Participation by members of different campuses in mission trips and other service opportunities help unify the congregation across various campuses.
Congregational business meetings can be a challenge, but Beaumont’s Calvary Baptist Executive Pastor Gary Rothenberger Jr. said those who are concerned about making decisions for the church’s future will make an effort to show up at the main campus. “We’ll answer questions at the north campus, but we will all gather to have the vote.”
Prior to a vote at the various campuses on a transition to elder governance, the Met facilitated a joint Q&A session one week in advance.
Fellowship Church in Grapevine relayed video of the 90 baptisms from distant campuses during a challenge for Christ-followers to observe the ordinance that day. Young’s appeal resulted in 515 people stepping forward for a spontaneous baptismal service.
“I told the crowd that when someone balks at this first step of obedience in the Christian life, I have to wonder if they are really a Christian,” Young said.
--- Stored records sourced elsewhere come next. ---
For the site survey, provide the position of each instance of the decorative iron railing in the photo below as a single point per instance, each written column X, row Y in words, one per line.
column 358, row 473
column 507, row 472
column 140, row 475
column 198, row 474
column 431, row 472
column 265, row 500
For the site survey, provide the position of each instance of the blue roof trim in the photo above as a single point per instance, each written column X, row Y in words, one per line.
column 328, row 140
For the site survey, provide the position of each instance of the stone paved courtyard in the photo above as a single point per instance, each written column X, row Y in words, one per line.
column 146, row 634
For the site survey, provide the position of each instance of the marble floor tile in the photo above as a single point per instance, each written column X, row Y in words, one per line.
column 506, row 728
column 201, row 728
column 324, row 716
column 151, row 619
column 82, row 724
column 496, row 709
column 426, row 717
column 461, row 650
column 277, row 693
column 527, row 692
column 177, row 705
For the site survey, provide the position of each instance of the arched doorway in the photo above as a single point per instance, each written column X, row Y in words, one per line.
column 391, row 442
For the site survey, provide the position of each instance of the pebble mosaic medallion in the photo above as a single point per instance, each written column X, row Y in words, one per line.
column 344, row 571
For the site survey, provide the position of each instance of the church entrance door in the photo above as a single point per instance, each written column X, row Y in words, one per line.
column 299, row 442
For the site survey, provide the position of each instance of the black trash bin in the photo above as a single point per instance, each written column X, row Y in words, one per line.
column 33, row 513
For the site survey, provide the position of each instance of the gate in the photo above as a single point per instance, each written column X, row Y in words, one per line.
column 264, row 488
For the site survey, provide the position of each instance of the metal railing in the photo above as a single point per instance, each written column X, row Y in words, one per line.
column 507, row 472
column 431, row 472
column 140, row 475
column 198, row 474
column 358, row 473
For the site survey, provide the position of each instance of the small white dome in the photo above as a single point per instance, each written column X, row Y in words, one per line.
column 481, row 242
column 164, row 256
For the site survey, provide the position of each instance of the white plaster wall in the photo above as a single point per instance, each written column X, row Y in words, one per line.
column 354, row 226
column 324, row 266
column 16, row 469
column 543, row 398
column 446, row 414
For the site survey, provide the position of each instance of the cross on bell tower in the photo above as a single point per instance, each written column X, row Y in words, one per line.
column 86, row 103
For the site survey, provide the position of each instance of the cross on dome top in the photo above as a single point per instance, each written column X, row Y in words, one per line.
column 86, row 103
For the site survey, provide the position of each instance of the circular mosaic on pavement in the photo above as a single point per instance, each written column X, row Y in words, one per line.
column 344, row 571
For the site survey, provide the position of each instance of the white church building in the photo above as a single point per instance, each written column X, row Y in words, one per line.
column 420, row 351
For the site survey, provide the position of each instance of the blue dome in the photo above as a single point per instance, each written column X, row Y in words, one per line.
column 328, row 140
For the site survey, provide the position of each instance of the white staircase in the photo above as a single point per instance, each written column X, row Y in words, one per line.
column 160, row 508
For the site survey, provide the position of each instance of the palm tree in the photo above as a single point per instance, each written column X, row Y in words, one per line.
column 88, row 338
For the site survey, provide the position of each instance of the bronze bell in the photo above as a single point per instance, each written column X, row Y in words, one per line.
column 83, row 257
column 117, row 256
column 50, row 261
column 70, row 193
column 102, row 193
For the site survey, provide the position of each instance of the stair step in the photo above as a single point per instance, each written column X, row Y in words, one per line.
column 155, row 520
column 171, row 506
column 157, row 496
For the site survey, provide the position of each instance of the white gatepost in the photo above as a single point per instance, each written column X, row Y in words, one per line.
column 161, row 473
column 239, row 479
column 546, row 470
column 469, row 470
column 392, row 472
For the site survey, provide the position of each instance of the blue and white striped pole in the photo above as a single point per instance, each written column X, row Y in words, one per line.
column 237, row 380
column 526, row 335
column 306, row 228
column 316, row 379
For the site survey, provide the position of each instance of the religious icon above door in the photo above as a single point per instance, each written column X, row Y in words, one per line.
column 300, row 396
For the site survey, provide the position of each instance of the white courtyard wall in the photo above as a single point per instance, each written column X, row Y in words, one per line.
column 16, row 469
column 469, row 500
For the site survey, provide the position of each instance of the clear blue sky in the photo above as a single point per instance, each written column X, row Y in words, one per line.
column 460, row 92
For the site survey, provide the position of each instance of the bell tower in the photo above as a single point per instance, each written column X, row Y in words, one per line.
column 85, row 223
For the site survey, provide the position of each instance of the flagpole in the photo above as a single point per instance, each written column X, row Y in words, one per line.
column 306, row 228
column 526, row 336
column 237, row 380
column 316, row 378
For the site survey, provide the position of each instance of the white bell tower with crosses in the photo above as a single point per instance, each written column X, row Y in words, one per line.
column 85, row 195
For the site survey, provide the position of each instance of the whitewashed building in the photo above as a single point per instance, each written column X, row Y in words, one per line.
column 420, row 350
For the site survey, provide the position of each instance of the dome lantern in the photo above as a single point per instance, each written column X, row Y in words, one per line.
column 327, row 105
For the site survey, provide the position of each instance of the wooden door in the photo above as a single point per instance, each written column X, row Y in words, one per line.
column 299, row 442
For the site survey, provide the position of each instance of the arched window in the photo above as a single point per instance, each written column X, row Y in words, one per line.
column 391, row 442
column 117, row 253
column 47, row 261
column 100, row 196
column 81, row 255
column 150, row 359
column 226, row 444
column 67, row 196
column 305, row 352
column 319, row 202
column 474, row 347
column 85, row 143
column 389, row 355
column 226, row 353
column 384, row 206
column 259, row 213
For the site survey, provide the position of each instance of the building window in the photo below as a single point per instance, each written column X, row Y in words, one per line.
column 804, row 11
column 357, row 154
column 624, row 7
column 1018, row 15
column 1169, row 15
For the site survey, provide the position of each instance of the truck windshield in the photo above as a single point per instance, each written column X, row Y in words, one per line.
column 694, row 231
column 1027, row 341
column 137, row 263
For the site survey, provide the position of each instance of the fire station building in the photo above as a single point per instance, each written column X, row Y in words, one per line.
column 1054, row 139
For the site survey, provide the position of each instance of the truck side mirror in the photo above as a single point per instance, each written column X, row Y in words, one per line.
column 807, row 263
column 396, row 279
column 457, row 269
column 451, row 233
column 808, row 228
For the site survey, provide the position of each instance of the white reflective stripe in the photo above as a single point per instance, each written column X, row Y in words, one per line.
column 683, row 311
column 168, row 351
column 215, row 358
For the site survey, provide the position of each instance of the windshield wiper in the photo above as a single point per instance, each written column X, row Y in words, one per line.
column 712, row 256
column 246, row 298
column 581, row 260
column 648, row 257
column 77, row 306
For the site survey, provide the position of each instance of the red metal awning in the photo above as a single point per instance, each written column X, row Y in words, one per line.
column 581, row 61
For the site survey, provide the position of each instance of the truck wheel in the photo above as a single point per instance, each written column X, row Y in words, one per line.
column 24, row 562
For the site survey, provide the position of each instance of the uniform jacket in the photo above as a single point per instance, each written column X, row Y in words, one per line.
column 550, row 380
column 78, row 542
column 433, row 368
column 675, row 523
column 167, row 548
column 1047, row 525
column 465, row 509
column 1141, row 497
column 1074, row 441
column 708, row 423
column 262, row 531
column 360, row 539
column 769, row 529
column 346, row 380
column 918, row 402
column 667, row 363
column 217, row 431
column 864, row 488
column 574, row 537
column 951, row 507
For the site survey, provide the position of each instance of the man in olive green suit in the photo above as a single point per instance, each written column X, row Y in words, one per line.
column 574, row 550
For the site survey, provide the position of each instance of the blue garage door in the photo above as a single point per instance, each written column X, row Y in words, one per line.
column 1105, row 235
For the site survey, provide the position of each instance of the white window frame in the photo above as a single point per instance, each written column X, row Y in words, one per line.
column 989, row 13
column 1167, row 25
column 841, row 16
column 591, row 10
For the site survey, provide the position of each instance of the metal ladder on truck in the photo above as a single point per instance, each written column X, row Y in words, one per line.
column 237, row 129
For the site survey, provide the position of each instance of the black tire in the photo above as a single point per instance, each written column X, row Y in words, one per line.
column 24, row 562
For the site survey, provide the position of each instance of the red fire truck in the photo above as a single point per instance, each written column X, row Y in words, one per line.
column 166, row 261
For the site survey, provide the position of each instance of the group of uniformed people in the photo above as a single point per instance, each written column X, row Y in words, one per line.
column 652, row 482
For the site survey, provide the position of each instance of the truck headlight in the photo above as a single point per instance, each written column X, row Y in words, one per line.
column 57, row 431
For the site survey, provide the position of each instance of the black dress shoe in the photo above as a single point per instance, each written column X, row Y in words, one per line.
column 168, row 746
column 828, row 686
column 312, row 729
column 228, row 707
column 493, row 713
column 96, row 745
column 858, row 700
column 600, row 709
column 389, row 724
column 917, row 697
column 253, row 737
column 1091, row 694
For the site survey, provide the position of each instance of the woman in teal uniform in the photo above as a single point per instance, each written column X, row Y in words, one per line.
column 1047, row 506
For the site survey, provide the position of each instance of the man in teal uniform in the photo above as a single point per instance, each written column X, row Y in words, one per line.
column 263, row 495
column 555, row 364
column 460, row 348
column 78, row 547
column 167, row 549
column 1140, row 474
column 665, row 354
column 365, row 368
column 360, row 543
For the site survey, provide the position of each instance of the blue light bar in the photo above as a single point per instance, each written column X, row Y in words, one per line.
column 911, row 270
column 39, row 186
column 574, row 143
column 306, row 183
“We were not sure if the spontaneous baptism approach would work via video, but it did,” former campus pastor Mark Morgan said at the time. “We were excited to see a total of 90 people baptized at our satellite locations. We had to get creative since our satellites meet in high schools and renovated warehouse space where there are no baptisteries. We used an inflatable kid’s pool for one location.”
Bannockburn Baptist’s South Austin campus transported its “singing Christmas tree” to the Dripping Springs campus, providing an outreach tool that attracted more than 220 worshippers.
“One church meeting in multiple sites sounds good, but multiple sites can lose their connectedness if ‘out of sight, out of mind’ starts to become the norm,” said BBC’s multi-site pastor, Jeff Humphreys, who praised the commitment of 100 members from the main campus.